Ricardo mandó un whatsapp mientras esperábamos al viejo ascensor.
“El portal es bonito”, decía Marta, que estaba descubriendo nuestra casa por primera vez. Anteriormente solo la había visto por skype.
Subimos apretados en el ascensor. Marta visiblemente cansada del viaje, Ricardo y yo nerviosos.
La puerta alta de madera nos esperaba. Ricardo sacó las llaves y se las tendió a Marta.
“Su copia, señora inquilina”, y señaló con el mentón la entrada. “Haga los honores”.
“Ay, qué ilu, caris”. Dejó las maletas a un lado y cogió las llaves. Buscó la llave más parecida a la cerradura, la metió y abrió. Y al instante, desde dentro se encendió la luz del recibidor y una veintena de personas gritaron al unísono: ¡BIENVENIDA!
Marta soltó un grito de sorpresa y alegría y fue directa a abrazarse a sus padres.
Segundos después ya estábamos todos dentro del piso secándonos la lagrimilla, todavía con el corazón bombeando fuerte de la alegría. Ricardo y yo llevamos las maletas a su habitación. Cuando volvimos, Marta seguía en una nube, saludando sonriente al resto de amigos, a sus tíos, primos… Hecha la ronda, se volvió a nosotros y vino a darnos un abrazo.
“Como diría mi amiga argentina, os amoooo cariiiis”.
Fundidos en un abrazo, nos echamos a reír.
Valor añadido.
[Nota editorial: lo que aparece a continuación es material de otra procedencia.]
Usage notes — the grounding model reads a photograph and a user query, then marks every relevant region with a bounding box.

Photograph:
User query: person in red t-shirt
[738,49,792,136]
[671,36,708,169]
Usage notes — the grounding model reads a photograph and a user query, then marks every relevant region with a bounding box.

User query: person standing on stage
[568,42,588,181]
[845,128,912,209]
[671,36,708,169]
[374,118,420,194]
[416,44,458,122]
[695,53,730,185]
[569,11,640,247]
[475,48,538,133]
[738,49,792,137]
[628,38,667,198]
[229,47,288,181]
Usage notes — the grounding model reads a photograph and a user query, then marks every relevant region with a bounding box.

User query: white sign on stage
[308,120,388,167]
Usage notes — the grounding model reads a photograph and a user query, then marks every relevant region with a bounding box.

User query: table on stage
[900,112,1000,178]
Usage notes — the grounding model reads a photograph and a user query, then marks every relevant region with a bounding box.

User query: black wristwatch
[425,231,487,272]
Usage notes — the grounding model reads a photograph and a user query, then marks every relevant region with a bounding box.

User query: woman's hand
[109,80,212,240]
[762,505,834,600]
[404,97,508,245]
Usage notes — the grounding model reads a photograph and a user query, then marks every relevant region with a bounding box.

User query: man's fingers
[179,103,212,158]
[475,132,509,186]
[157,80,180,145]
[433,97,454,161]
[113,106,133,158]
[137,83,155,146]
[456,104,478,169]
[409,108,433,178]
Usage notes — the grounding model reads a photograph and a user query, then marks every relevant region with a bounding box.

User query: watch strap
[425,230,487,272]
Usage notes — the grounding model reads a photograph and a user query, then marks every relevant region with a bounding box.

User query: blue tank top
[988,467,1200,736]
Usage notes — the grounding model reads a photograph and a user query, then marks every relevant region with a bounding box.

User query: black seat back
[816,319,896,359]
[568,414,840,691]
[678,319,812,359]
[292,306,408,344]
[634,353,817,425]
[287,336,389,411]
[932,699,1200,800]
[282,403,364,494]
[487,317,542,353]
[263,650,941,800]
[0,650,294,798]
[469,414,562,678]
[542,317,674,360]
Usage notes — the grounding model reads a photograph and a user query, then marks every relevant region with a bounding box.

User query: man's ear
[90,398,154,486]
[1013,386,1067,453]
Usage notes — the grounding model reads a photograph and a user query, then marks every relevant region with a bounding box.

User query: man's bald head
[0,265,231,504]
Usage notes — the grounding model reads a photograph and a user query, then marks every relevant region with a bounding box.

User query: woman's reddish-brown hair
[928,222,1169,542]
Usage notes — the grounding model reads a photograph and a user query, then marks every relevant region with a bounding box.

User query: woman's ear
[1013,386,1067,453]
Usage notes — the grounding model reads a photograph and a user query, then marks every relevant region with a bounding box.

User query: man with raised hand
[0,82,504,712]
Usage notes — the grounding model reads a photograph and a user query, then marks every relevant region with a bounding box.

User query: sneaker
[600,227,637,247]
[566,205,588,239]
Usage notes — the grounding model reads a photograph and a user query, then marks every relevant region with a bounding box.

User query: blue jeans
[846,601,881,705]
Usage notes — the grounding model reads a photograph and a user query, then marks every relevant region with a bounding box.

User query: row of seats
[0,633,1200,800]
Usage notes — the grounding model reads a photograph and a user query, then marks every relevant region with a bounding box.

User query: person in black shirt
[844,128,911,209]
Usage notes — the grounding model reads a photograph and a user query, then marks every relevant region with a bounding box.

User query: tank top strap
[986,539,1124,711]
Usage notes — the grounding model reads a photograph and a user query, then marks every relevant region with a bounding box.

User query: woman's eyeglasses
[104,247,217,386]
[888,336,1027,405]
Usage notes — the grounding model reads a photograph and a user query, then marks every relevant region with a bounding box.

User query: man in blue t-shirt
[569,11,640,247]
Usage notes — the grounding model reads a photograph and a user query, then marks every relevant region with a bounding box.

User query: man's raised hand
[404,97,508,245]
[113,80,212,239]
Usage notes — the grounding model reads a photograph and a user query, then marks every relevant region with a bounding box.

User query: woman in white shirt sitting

Momento hecho recuerdo.
Nos separamos y ella contempló ahora más tranquila su nuevo hogar.
“Bueno, ¿qué piensas?”, le pregunté.
Sus ojos se paseaban por los amplios ventanales, lo altos techos, los cómodos sofás, la gente que charlaba aquí y allá…
“Este piso es una maravilla”, dijo.
Ricardo hinchó el pecho, orgullloso.
Los ojos de nuestra amiga se posaron en el centro.
“Eso sí, qué fea es la maldita lámpara de araña, coño”.